I found sections of the story totally engaging, Charlie and Miranda’s relationship, the arrival of Mark a young boy they decide to adopt, the relationship between Miranda and her unfortunate best friend. The novel tackles so many big issues and yet somehow seems to do so in a slightly distant and removed fashion. Of course there are amazingly clever passages, there are eminently quotable sentences, some of the comments that the characters make to each other are brilliant, but it was missing a heart, a little like Adam.
It is enjoyable but not amazing and that is a bit disappointing.

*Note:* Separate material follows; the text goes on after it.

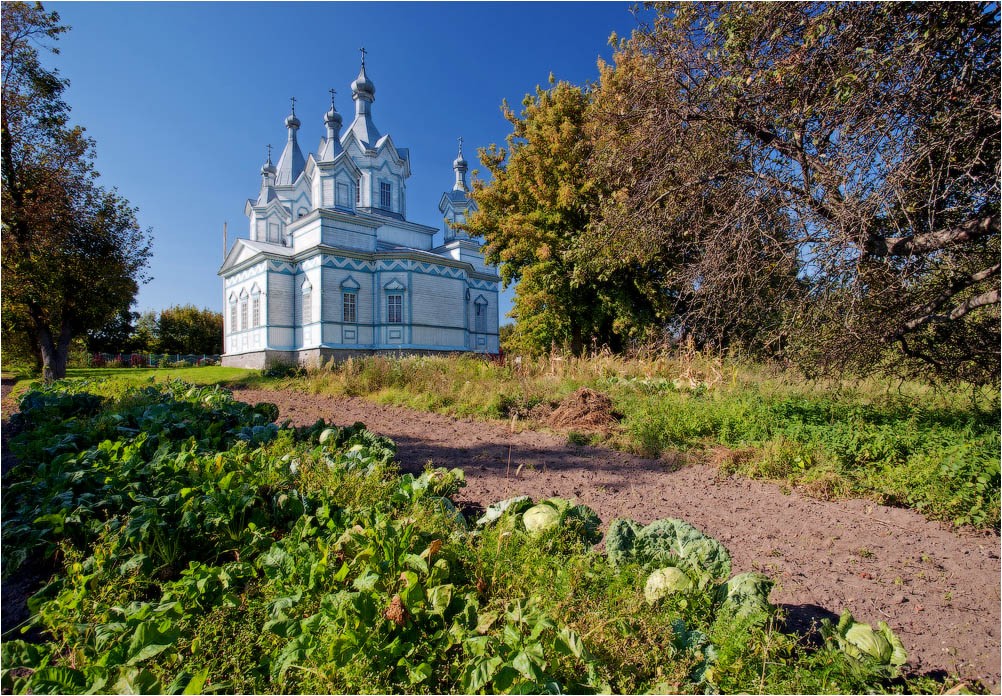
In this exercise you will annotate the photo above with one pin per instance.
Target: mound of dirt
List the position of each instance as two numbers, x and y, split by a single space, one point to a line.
585 410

You’ll feel your heart being tugged when you read this. The plight of two teenage boys, fleeing the war in Syria is bound to be a heart breaker. I am a fan of this author having read two of his previous books and loved them. He has a way of writing about big issues with a gentle hand which is endearing and completely engaging and that is what he has done here. Through the eyes of his main character Zain, he takes through the myriad issues that face refugees. The fact that they are leaving their homes and loved ones and setting off on a journey to an unknown place with a completely unknown future, lack of money, it is dangerous and with what at times seem like insurmountable difficulties.
Zain and Mohammad wash up on a beach in Greece and then swim from there to Turkey at what is just the beginning of their long journey hoping to get to the U.K. it seems such an unlikely goal but they are gritty kids. On the beach they meet an elderly man called Jesus, he rescues them but in turn they rescue him and he becomes their travelling companion. He is difficult and worst of all is a very bad alcoholic but Zain feels a responsibility for him even if Mohammad is less keen, but then Mohammad is 14 and very self absorbed, understandable in one so young who has been wrenched from everything he knows and loves. Zain is sensible, he manages Mohammad so well, he promised his mum as they left that he would always look after his little brother and this is a promise he is determined to keep. These three will travel through country after country on their quest but on the way they will find strength and love and discover who they are along the way. The boys will discover that Jesus has a secret, they will cope with his alcoholism, they will become separated and there will be danger and sadness galore. The scenes at the end of the book are totally stunning and incredibly moving, tears were shed.
I only have a tiny criticism of this book, it is just slightly too long and could have been tighter in places but really it is one of those treasures of a story that we need in our lives right now. It is moving and topical. I was cheering for these boys from the start.
Thanks to the publishers and to Netgalley for giving me access to this lovely book.